A new report by the African Export-Import Bank (Afreximbank) has revealed widespread foreign exchange (FX) challenges across Africa, with nearly half of the continent’s currencies weakening in May 2025.
The report warns that despite economic reforms and modest recovery, FX instability remains a critical concern. The June edition of Afreximbank’s Monthly Macroeconomic Report highlighted contrasting trends. Nigeria’s naira appreciated 2.1% month-on-month but declined 11.5% year-on-year, signaling long-term structural hurdles. Ghana’s cedi faced the steepest drop, plunging 21.5% month-on-month and 10.6% annually, trading at 10.3 per dollar. Countries like South Africa, Namibia, and Eswatini recorded mild appreciations, while Kenya and Liberia maintained stability. Yet, at least ten African nations suffered notable FX losses, exposing their vulnerability to global financial conditions and domestic fiscal strains.
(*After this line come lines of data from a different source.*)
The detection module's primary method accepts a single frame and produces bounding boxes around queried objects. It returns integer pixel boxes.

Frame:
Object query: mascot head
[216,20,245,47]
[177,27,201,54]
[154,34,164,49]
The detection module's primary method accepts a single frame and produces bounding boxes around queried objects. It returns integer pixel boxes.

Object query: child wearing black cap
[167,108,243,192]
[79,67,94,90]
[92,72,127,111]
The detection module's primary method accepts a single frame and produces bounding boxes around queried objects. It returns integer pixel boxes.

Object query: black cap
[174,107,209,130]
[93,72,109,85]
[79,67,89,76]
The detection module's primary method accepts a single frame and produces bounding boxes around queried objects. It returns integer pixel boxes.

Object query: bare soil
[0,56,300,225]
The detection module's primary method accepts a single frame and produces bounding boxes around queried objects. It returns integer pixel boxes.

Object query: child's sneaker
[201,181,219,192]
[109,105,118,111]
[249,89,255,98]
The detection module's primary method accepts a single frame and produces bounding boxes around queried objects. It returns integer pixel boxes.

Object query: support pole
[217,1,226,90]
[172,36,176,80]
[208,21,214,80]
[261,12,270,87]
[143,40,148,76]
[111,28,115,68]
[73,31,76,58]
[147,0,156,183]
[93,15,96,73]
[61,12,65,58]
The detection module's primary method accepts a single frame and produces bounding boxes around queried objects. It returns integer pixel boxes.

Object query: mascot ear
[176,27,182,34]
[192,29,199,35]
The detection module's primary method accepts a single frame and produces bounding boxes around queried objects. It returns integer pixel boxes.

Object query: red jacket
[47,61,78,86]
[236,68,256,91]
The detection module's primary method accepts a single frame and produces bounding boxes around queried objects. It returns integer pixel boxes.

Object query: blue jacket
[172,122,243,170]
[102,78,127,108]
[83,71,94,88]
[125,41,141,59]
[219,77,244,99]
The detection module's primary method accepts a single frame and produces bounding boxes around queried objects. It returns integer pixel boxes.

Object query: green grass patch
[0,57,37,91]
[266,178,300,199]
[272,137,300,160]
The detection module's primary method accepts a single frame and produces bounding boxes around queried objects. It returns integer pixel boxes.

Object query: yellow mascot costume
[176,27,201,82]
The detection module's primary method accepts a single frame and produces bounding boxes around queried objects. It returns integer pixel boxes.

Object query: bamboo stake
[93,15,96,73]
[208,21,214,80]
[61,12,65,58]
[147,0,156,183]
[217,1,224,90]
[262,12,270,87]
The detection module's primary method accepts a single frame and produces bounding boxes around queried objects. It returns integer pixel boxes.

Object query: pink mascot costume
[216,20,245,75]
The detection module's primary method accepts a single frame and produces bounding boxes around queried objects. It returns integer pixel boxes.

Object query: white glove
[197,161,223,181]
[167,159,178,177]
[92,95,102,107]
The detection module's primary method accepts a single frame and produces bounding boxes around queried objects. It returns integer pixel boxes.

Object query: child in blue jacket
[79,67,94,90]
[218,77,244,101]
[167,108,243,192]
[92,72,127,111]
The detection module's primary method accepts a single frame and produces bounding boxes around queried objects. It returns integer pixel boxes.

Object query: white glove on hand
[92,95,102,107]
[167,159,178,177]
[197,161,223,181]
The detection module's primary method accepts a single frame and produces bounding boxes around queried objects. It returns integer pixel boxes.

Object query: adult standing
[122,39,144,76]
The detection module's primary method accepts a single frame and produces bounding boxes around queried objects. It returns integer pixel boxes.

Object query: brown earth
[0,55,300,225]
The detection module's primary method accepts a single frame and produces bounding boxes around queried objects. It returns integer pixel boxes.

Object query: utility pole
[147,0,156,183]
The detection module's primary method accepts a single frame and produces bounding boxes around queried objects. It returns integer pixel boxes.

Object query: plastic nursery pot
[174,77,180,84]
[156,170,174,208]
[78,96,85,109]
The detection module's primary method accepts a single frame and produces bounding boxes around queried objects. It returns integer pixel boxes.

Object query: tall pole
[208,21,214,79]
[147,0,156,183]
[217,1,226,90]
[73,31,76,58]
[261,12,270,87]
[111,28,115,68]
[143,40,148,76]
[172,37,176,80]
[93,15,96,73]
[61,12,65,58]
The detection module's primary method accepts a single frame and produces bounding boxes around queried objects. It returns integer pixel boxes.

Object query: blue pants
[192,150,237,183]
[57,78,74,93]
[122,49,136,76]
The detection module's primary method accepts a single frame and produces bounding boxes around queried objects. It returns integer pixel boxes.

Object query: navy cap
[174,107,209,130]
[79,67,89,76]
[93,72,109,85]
Trade figures reflected further fragility, with total African trade dropping from $125.9 billion in January to $120.8 billion in February. However, intra-African trade grew 5.6% year-on-year, supported by the African Continental Free Trade Area (AfCFTA). The report also spotlighted credit improvements. Nigeria and Ghana received rating upgrades after implementing reforms, while Benin earned a BB- rating for fiscal discipline. Several countries, including Egypt and Morocco, returned to global capital markets, signaling renewed investor confidence. Still, Afreximbank cautioned that geopolitical tensions, global trade volatility, and inflation risks continue to threaten macroeconomic stability. The bank urged African governments to bolster internal resilience and speed up structural reforms.